Remission of steroid- and CyA-resistant nephrotic syndrome using multiple drug immunosuppression.

By: Ulinski T, Perrin L, Guigonis V, Driss F, DeschĂȘnes G, Bensman A.

Pediatr Nephrol 2007 Oct;22(10):1723-6

Nephrotic proteinuria in minimal change disease (MCD) is supposed to be due to a circulating factor of immunologic origin. End-stage renal failure occurs if both steroids and immunosuppressive drugs remain ineffective.
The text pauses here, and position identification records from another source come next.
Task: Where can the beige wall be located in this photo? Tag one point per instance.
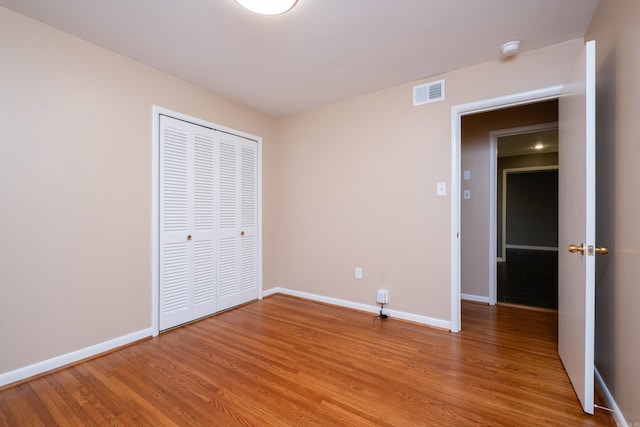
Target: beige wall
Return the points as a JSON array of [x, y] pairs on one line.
[[617, 33], [75, 185], [357, 186], [474, 213]]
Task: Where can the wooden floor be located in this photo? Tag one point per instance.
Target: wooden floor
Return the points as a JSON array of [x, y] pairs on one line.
[[284, 361]]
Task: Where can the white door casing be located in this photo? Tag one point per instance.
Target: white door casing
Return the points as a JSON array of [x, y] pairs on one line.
[[576, 212]]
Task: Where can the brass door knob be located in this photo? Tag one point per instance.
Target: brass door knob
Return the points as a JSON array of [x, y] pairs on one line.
[[575, 248]]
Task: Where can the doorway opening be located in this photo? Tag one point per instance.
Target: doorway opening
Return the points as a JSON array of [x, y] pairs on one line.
[[526, 215], [495, 143]]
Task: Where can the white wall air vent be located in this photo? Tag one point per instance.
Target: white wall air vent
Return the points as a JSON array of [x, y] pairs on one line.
[[429, 92]]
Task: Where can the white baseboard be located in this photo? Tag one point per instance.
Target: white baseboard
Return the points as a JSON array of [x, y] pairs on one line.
[[475, 298], [438, 323], [610, 401], [69, 358]]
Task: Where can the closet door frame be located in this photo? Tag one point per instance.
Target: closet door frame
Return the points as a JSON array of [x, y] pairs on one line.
[[157, 112]]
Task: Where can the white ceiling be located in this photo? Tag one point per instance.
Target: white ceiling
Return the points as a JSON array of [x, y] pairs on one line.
[[319, 52]]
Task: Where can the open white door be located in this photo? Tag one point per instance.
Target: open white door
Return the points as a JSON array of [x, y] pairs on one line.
[[576, 215]]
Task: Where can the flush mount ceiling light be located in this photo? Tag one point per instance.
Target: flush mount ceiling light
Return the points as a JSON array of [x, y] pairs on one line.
[[267, 7], [510, 48]]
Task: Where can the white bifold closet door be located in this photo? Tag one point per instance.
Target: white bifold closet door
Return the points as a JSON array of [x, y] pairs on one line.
[[238, 237], [208, 185]]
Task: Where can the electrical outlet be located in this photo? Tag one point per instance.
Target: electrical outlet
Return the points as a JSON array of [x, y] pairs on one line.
[[382, 296]]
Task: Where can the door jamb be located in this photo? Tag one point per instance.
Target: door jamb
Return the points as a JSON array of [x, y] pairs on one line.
[[457, 111]]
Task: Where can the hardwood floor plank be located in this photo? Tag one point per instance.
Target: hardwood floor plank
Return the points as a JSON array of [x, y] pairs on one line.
[[285, 361]]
Three children (2 years, 3 years, and 6 years of age) with secondary steroid-resistant nephrotic syndrome (NS) were included, as they remained resistant to 30 days of treatment with prednisone (60 mg/m(2) per day), three pulses of methylprednisolone (1 g/1.73 m(2)) followed by oral administration of CyA 7.5 mg/kg per day over 2 months, and 1 month of intravenous (i.v.) administration of cyclosporine (blood level 500-600 ng/ml). All three patients were partially responsive to methylprednisolone pulses, with an increase of serum albumin by 100%. They were treated with plasma exchanges, cyclophosphamide and cyclosporine A, both given orally, pefloxacin and methylprednisolone pulses followed by orally administered prednisone. All three patients went into remission within 2 to 5 weeks. The character of their NS changed to a steroid-sensitive one. There were no significant side effects from the therapy. They had normal renal function, normal blood pressure and no residual proteinuria. A combination of plasmapheresis and multiple immunosuppressive medications was effective in producing remission of minimal change NS in three children who were previously resistant to glucocorticoids and cyclosporine.